Zoom-in Patch Selection: Dragonfly employs a selective approach for high-resolution images, identifying and retaining only the sub-images that provide the most significant visual information. This targeted selection reduces redundancy and improves the overall model efficiency.

Performance and Evaluation

Dragonfly demonstrates promising performance on several vision-language benchmarks, including commonsense visual question answering and image captioning. The model achieved competitive results on benchmarks such as AI2D, ScienceQA, MMMU, MMVet, and POPE, showcasing its effectiveness in fine-grained understanding of image regions.

Benchmark Performance:

Model	AI2D	ScienceQA	MMMU	MMVet	POPE
VILA	-	68.2		34.9	85.5
LLaVA-v1.5 (Vicuna-7B)	54.8	70.4	35.3	30.5	85.9
LLaVA-v1.6 (Mistral-7B)	60.8	72.8	33.4	44.8	86.7
QWEN-VL-chat	52.3	68.2	35.9	-	-
Dragonfly (LLaMA-8B)	63.6	80.5	37.8	35.9	91.2

Dragonfly-Med

In collaboration with Stanford Medicine, Together.ai has also introduced Dragonfly-Med, a version fine-tuned on 1.4 million biomedical image-instruction data. This model excels in high-resolution medical data tasks, outperforming previous models like Med-Gemini on multiple medical imaging benchmarks.

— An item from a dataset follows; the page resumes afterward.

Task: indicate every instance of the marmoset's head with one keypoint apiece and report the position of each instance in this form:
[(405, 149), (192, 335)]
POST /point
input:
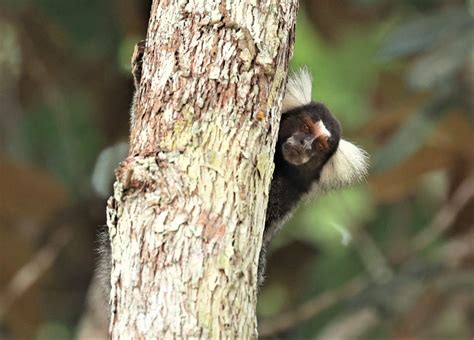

Evaluation on Medical Benchmarks

Dragonfly-Med was evaluated on visual question-answering and clinical report generation tasks, achieving state-of-the-art results on several benchmarks:

Dataset	Metric	Med-Gemini	Dragonfly-Med (LLaMA-8B)
VQA-RAD	Acc (closed)	69.7	77.4
SLAKE	Acc (closed)	84.8	90.4
Path-VQA	Acc (closed)	83.3	92.3

Conclusion and Future Work

Dragonfly's architecture offers a new research direction by focusing on zooming in on image regions to capture more fine-grained visual information. Together.ai plans to continue improving the model's capabilities and exploring new architectures and visual encoding strategies to benefit broader scientific fields.

The collaboration with Stanford Medicine and the utilization of resources like Meta LLaMA3 and CLIP from OpenAI have been crucial in developing Dragonfly. The model's codebase also builds upon the foundations of Otter and LLaVA-UHD.